Actually I've been playing around and the Prop Window (propulsion) method works to make a unit stationary. There were older posts saying it messed with their attack animations but I'm not having that problem. Maybe it is because I'm giving the unit a base prop window of 0 in OE?
There was a minor problem that giving the stationary unit a move order would turn it passive because it would remain attempting to fill that order despite not being able to move.
But it was an easy fix have a trigger catch those orders, and order the unit to Stop afterwards to clear its orders.
Note though that the stop order can't be given immediately after the move or it won't cancel it out, so a tiny wait will fix that.
Sorry this wasn't related to shallow water, but hopefully someone else might find it from google or something :/
I think the correct file was war3mapPath.tga or war3map.wpm
The colors have reserved meaning for walkability/flyability/buildability/blight. There's no "swimability" flag.
Movement - Type (Movement Type)
Defines the type of movement the unit/building/hero is to have. Movement type affects things such as the ability to move over particular terrain, and what spells the unit/building/hero can be subject to. It also affects which Unit Editor fields have an effect on the unit/building/hero.
Walkability, but nothing about swimming. Either floatability or amphibiouspathing
Putting the puzzle pieces together
If neither "floatability or amphibiouspathing" helps, then it's probably because the abilities, the movement and their pathing are only controlled deep inside game's code. Water movement is not a "first class citizen" judging by the features above, maybe it was added late on into the game. So the support is limited only to what was required by game designers at the time.
Like many abilities, they have custom logic. Maybe it's possible to detect the triggering (disengagement) of Submerge and move the unit to nearby deep water tile? Another option as someone else suggested is to drain life/mana when moving across wrong tiles. Why it's bad to push the boundaries of something unintended by the base game: [General] - Pathing Issue: Returning Resources over deep water
Something like this is useful to read to get an idea: [JASS] - How to check for deep and shallow water ?
Going the opposite direction can help too: Adding new movement types. "Is it possible to add new movement types in the Object Editor (like an anti-float movement type that prevents going in any water)?"
What else to try?
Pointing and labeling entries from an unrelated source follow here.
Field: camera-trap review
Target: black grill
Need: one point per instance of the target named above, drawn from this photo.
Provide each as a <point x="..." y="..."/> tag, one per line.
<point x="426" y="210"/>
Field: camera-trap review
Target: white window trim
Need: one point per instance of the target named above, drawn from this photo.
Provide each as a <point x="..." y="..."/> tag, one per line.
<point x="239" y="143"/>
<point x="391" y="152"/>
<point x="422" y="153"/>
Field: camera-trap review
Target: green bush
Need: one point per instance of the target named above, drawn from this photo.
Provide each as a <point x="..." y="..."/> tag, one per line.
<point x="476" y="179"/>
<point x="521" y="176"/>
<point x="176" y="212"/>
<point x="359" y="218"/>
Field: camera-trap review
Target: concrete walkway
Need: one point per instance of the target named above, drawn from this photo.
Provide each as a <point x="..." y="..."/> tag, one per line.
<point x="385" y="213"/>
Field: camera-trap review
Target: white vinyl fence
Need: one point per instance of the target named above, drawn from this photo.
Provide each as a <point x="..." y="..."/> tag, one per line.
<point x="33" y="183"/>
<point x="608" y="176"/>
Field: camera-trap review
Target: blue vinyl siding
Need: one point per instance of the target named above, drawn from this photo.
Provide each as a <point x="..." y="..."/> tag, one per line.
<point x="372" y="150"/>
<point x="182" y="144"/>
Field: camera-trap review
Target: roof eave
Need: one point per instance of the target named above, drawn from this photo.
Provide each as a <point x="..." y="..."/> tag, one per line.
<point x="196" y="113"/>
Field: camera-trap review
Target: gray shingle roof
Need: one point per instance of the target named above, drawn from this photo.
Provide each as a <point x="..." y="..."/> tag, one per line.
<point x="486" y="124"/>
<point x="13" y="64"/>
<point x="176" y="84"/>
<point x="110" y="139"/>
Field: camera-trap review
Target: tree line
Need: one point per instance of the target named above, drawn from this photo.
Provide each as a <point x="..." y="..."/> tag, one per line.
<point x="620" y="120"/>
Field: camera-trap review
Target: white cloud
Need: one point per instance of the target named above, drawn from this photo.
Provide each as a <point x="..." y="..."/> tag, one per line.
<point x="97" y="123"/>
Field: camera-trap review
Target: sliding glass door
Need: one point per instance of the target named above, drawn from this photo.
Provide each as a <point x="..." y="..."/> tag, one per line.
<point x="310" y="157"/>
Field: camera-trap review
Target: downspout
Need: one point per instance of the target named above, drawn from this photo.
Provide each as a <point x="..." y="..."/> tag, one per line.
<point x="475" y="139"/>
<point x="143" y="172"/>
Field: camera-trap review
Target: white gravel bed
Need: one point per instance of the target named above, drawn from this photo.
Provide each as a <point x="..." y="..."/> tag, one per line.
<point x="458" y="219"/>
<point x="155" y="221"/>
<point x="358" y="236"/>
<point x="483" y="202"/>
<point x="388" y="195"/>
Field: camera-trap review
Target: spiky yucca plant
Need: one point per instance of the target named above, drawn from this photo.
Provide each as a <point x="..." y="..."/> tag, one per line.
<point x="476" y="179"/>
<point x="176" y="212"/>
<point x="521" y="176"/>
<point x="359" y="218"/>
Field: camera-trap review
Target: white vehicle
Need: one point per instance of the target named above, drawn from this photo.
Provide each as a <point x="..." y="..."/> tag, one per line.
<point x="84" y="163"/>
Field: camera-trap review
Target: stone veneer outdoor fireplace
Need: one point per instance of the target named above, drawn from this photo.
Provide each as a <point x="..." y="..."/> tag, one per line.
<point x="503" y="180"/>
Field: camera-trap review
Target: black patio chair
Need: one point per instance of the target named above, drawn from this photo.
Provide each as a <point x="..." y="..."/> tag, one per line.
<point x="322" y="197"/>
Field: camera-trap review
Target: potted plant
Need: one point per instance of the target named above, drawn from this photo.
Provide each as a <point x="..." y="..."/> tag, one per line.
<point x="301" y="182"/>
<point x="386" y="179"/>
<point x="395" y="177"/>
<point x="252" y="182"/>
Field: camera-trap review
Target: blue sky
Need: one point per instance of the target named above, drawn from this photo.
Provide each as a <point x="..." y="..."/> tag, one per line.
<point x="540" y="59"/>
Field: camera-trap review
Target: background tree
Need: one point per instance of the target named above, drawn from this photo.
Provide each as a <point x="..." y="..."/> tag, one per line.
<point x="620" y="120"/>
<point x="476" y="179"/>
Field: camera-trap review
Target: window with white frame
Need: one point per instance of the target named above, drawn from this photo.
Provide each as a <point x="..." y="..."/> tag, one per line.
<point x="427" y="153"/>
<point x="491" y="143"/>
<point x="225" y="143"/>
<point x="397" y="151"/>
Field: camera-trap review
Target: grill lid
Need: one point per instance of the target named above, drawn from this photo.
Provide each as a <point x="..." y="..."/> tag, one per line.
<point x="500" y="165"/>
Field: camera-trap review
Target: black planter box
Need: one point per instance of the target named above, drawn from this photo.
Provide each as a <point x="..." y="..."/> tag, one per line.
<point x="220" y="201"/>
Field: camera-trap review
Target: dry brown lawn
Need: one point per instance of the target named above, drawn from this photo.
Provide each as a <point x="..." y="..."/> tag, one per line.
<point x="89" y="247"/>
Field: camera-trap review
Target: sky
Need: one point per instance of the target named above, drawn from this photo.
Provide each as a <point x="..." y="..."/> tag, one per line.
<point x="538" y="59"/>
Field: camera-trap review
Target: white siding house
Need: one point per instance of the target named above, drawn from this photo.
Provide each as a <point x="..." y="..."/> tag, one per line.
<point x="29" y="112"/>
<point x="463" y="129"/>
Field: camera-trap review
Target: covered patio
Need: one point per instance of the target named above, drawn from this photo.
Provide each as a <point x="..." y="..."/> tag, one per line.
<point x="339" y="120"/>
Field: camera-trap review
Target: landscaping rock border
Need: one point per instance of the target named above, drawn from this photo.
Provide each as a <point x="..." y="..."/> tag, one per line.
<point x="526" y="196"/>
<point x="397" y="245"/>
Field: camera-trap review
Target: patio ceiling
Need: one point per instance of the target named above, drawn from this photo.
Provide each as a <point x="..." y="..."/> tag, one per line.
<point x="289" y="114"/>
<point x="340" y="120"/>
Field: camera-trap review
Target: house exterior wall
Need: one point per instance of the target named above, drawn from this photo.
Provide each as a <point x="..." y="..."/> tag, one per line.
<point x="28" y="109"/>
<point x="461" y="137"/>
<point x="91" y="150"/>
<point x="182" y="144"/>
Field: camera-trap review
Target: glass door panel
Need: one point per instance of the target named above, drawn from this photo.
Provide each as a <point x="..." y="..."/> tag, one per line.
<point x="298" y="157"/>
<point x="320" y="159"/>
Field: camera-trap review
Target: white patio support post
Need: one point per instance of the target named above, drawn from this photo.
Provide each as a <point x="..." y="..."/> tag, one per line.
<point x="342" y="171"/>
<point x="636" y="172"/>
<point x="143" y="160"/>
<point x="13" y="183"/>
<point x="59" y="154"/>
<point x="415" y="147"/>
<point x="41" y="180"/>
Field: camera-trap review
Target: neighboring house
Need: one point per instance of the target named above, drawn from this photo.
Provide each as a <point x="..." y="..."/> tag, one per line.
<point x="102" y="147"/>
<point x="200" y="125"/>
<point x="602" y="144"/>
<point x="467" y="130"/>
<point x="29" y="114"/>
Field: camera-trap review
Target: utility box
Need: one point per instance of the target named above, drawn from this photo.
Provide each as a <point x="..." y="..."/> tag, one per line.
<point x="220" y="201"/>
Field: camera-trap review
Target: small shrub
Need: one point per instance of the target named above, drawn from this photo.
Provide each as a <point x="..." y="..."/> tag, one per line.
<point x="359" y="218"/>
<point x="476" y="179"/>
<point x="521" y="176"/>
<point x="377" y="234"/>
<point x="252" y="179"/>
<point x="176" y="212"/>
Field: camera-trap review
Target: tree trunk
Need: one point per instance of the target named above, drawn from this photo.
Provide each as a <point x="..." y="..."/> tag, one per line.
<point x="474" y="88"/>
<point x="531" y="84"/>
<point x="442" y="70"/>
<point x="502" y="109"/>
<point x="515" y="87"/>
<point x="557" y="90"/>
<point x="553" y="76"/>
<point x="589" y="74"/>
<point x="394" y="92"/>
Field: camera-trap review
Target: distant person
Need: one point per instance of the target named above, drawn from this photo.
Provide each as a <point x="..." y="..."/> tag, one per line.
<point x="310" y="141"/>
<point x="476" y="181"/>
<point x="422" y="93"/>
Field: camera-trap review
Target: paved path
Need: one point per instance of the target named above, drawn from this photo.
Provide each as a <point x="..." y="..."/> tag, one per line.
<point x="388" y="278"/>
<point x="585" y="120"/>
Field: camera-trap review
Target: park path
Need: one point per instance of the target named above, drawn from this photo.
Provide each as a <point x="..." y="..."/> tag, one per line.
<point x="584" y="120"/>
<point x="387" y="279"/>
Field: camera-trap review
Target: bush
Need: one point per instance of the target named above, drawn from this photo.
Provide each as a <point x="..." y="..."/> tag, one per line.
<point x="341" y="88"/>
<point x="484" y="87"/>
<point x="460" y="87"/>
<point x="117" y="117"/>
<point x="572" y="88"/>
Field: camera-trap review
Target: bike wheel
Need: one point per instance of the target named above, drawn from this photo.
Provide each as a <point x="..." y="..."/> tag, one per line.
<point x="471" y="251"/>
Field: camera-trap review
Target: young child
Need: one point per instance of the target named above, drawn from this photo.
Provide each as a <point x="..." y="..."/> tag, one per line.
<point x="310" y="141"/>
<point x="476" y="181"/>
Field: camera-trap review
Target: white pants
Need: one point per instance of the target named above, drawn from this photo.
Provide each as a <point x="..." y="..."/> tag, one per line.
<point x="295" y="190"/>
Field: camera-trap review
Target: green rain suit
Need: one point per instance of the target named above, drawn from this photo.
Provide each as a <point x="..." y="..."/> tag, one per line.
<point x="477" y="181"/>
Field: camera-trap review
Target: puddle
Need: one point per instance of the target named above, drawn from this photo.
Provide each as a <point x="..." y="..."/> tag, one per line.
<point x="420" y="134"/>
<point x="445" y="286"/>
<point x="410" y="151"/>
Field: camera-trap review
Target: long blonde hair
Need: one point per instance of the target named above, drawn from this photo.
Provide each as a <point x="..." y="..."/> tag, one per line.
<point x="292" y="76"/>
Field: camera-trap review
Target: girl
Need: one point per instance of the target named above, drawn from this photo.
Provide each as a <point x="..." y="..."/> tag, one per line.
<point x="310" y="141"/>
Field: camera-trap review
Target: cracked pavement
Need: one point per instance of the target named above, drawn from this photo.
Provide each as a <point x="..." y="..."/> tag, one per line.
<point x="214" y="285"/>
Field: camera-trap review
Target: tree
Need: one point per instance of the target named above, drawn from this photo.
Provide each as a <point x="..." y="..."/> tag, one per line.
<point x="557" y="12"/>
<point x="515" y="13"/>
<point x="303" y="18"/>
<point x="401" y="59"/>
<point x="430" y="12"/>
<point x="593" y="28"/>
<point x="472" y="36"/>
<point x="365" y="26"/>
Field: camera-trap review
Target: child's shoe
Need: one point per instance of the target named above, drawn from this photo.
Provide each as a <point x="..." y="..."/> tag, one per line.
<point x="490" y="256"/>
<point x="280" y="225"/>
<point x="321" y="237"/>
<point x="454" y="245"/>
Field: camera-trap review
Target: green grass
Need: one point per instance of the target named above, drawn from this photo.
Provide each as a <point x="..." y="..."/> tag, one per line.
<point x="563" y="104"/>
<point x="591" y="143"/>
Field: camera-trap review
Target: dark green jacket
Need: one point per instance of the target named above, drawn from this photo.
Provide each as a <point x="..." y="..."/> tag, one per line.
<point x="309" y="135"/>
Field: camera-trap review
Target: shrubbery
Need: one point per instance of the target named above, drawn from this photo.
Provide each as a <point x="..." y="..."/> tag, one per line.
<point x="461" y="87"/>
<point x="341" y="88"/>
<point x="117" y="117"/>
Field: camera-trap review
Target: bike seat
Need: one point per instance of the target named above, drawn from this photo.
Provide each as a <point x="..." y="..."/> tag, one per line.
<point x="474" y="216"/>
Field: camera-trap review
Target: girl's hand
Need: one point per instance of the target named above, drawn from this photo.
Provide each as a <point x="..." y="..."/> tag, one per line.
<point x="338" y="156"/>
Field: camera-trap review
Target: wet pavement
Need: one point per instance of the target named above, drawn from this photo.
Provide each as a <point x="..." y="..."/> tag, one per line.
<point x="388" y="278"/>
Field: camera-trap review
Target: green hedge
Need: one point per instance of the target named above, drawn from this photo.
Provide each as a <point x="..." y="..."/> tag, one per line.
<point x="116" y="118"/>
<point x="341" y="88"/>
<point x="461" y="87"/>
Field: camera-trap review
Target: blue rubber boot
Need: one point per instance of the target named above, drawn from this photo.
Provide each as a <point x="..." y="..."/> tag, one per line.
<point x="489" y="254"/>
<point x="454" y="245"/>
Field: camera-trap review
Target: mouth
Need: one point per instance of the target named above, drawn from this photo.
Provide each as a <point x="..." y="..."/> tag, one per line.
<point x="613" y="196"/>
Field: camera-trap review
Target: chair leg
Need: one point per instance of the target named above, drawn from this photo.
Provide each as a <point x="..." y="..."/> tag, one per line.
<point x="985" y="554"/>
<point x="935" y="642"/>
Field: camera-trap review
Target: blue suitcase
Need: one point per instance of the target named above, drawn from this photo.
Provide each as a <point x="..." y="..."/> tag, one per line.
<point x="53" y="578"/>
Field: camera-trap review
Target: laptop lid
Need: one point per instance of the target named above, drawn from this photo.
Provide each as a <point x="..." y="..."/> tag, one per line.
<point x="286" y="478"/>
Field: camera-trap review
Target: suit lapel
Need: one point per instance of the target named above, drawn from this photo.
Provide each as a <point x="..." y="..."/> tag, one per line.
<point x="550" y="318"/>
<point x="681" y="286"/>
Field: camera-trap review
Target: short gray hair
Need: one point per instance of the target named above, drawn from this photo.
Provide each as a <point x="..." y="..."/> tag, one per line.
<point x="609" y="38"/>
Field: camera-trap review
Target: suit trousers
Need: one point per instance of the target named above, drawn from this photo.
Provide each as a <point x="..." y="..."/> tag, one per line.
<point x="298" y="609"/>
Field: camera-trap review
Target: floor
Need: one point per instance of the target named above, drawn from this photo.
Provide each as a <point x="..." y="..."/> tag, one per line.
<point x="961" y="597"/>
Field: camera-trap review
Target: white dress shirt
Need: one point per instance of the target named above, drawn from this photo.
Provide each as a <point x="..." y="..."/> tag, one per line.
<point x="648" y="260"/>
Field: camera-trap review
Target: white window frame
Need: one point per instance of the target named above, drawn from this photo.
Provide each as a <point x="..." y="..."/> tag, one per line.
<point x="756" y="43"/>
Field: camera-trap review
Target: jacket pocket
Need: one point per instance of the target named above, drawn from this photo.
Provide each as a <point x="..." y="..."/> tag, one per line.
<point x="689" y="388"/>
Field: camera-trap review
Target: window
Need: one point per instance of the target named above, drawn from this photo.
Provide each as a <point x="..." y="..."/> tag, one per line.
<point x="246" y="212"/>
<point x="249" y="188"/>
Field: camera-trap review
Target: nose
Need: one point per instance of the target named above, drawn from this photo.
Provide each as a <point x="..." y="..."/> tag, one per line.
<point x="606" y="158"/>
Custom path maps and pathing blockers to manually separate deep from shallow water: Pathing - Everything about it
Edit, PS: I am not a map maker. All this info was created through search of existing topics, reading and the correct working approach. If this post answers your question, I believe you could've arrived here yourself Though I doubt it's exactly an easy "don't allow shallow water" solution as we wanted.
2. When submerged and moving, the units overlap. I could handwave this as them being underwater and thus their bubble trails overlap because they don't all need to be strictly next to each other like on land or shallow water, but if possible I'd like to also rectify this.
Again refer to https://world-editor-tutorials.thehelper.net/uniteditor.php#break5
This is probably what you want. It's possible the Submerge ability toggles it in code. It would be interesting to test and tinker with, in code too, using ConvertUnitIntegerField and ConvertUnitBooleanField, BlzGetUnitBooleanField etc. Although I always think these functions are buggy (maybe they are).
Movement - Group Separation - Enabled (Boolean)
Defines whether to allow/deny flying units/heroes to physically separate from each other when issued a move order. If set to false, the units/heroes will be allowed to bunch on top of each other when moving.
Movement - Group Separation - Group Number (Integer)
Unknown.
Movement - Group Separation - Parameter (Integer)
Unknown.
Movement - Group Separation - Priority (Integer)
Unknown.
I have no idea how these would come about, but the anti-float and anti-amphibious sound like what you looked for.
This is a new and unfinished API from 1.31. There's nothing you can do with these but it hints what might be possible within the engine... or this was a plan that was never finished.